Mientras esto ocurría en las sombras, en esa semana de abril de 1955, el gobierno propuso pasar el día de la Bandera al 18 de octubre. Fue, para los nacionalistas, un nuevo agravio. El momento de acelerar el golpe ocurrió luego de la manifestación de Corpus Christi que puso en la calle a unos 200 mil católicos opositores al gobierno. La manifestación fue prohibida por el ministro del Interior Angel Borlenghi. Esto enfureció más a los católicos. El gobierno detectó la conspiración esa semana. Creyó ver en dos religiosos como monseñor Manuel Tato y Ramón Novoa los vínculos entre militares y civiles golpistas, que a esas alturas eran muy numerosos. Borlenghi decidió su arresto y expulsión a Roma. Los líderes de la rebelión supieron que el 16 serían detenidos igualmente. Deciden, entonces, que bajo el pretexto de un "desagravio a la bandera" una flota de aviones sobrevuele la Catedral metropolitana. Era la señal para el ataque contra Plaza de Mayo. Toranzo da la orden sin saber que llegaba una comunicación de Roma: Perón había sido excomulgado por el Vaticano.
Las crónicas abundan en detalles de aquel ataque sangriento que comienza con la descarga de dos bombas por parte de Noriega a las 12.40 y se sucede en tres oleadas hasta las 17.45. Muchos aviones llevaban inscripta esta sigla: "Cristo Vence". Perón era, a esa altura, el anticristo. Pero el movimiento fracasó: Perón logró fugar a los subsuelos del edificio sede del Ejército, hoy Libertador, reunido con los ministros de Guerra, Flanklin Lucero, el almirante fiel Ramón Brunet, el jefe de la Aeronáutica, brigadier Juan Ignacio San Martín y el general Arnaudo Sosa Molina y Juan José Valle, que negociaron la rendición de los marinos atrincherados en el Ministerio de Marina, luego de numerosos tiroteos, de la avalancha de camiones de la CGT con obreros armados con palos y cuchillos, de la columna de motorizados que acompañó el asalto final al edificio de la Marina.

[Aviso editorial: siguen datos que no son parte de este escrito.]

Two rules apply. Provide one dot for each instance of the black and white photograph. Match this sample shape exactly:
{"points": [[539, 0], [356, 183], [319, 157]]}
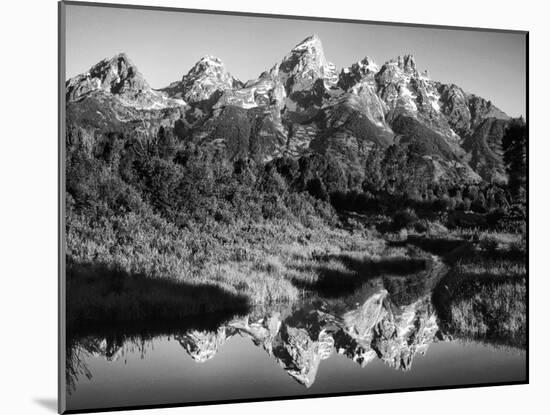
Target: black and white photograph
{"points": [[262, 207]]}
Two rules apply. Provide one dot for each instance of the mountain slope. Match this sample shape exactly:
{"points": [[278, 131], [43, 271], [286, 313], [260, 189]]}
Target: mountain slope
{"points": [[301, 106]]}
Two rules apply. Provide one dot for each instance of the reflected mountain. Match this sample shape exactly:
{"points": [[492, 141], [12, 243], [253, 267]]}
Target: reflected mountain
{"points": [[391, 318]]}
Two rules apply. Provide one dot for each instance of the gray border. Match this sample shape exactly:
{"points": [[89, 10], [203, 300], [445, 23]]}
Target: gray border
{"points": [[62, 387], [62, 392]]}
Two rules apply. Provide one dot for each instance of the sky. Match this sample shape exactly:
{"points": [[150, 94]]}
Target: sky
{"points": [[164, 45]]}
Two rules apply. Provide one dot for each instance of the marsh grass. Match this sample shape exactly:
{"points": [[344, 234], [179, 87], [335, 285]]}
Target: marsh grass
{"points": [[98, 294], [485, 293]]}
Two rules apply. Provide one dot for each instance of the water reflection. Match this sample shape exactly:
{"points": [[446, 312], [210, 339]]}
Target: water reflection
{"points": [[390, 319]]}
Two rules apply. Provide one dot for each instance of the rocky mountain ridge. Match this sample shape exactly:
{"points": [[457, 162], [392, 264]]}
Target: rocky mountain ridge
{"points": [[302, 106]]}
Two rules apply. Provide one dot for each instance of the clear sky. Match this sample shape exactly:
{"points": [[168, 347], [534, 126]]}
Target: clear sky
{"points": [[165, 45]]}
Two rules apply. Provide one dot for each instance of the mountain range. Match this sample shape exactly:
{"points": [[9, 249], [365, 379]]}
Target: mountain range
{"points": [[302, 107]]}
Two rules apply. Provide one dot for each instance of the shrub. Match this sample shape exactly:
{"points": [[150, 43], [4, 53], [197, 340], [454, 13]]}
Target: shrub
{"points": [[404, 218]]}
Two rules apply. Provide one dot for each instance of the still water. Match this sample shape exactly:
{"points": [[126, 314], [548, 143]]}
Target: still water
{"points": [[385, 335]]}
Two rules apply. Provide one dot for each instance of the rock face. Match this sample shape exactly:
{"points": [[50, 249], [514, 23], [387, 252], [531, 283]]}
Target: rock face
{"points": [[303, 106], [205, 82]]}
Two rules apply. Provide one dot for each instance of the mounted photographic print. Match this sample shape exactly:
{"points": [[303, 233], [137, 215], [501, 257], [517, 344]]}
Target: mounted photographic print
{"points": [[259, 207]]}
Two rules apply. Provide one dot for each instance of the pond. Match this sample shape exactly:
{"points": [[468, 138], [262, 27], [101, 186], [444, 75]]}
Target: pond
{"points": [[384, 335]]}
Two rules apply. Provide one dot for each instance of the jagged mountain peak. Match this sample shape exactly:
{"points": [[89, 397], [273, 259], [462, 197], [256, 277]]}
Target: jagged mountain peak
{"points": [[310, 42], [365, 69], [117, 75], [205, 63], [206, 80], [407, 63], [304, 65]]}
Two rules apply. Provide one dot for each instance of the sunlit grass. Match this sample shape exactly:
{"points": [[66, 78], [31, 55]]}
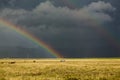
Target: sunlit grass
{"points": [[54, 69]]}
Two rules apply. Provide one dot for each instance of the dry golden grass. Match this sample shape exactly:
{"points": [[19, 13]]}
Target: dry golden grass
{"points": [[54, 69]]}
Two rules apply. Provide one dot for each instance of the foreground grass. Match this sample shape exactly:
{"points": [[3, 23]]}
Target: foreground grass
{"points": [[53, 69]]}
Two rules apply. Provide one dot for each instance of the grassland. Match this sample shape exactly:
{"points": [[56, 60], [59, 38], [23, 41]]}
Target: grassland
{"points": [[54, 69]]}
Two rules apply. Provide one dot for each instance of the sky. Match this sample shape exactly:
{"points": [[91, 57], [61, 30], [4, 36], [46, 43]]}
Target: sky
{"points": [[74, 28]]}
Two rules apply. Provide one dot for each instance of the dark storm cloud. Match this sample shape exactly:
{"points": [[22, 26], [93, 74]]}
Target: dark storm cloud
{"points": [[68, 30]]}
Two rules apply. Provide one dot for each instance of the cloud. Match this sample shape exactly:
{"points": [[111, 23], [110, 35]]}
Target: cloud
{"points": [[68, 30], [48, 14]]}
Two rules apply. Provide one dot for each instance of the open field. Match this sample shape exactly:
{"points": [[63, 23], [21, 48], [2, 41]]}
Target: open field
{"points": [[54, 69]]}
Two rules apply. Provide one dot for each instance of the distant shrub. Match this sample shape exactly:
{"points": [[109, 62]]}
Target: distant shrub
{"points": [[72, 79]]}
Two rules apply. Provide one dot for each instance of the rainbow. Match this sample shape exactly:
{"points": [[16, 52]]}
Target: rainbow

Unos 90 aviadores— entre los cuales estaba el teniente de navío Carlos Alberto Massera, hermano de Eduardo Emilio— y Zabala Ortiz parten a Uruguay, donde son asilados por el gobierno de Luis Batlle. El ministro de Marina Olivieri, Toranzo Calderón y Gargiulo se habían entregado a los generales Sosa Molina y a Valle. Sosa Molina, en fojas 417 a 436, cuenta la rendición de los sublevados al tribunal:
"—Sosa Molina (a Olivieri): Traigo un mensaje del señor Presidente. No desea más derramamiento de sangre. La causa, está perdida. Todo el país permanece leal al Presidente.
—Toranzo Calderón: No es verdad. Esto es solamente el comienzo. En el resto del país hay fuerzas comprometidas, como Bengoa."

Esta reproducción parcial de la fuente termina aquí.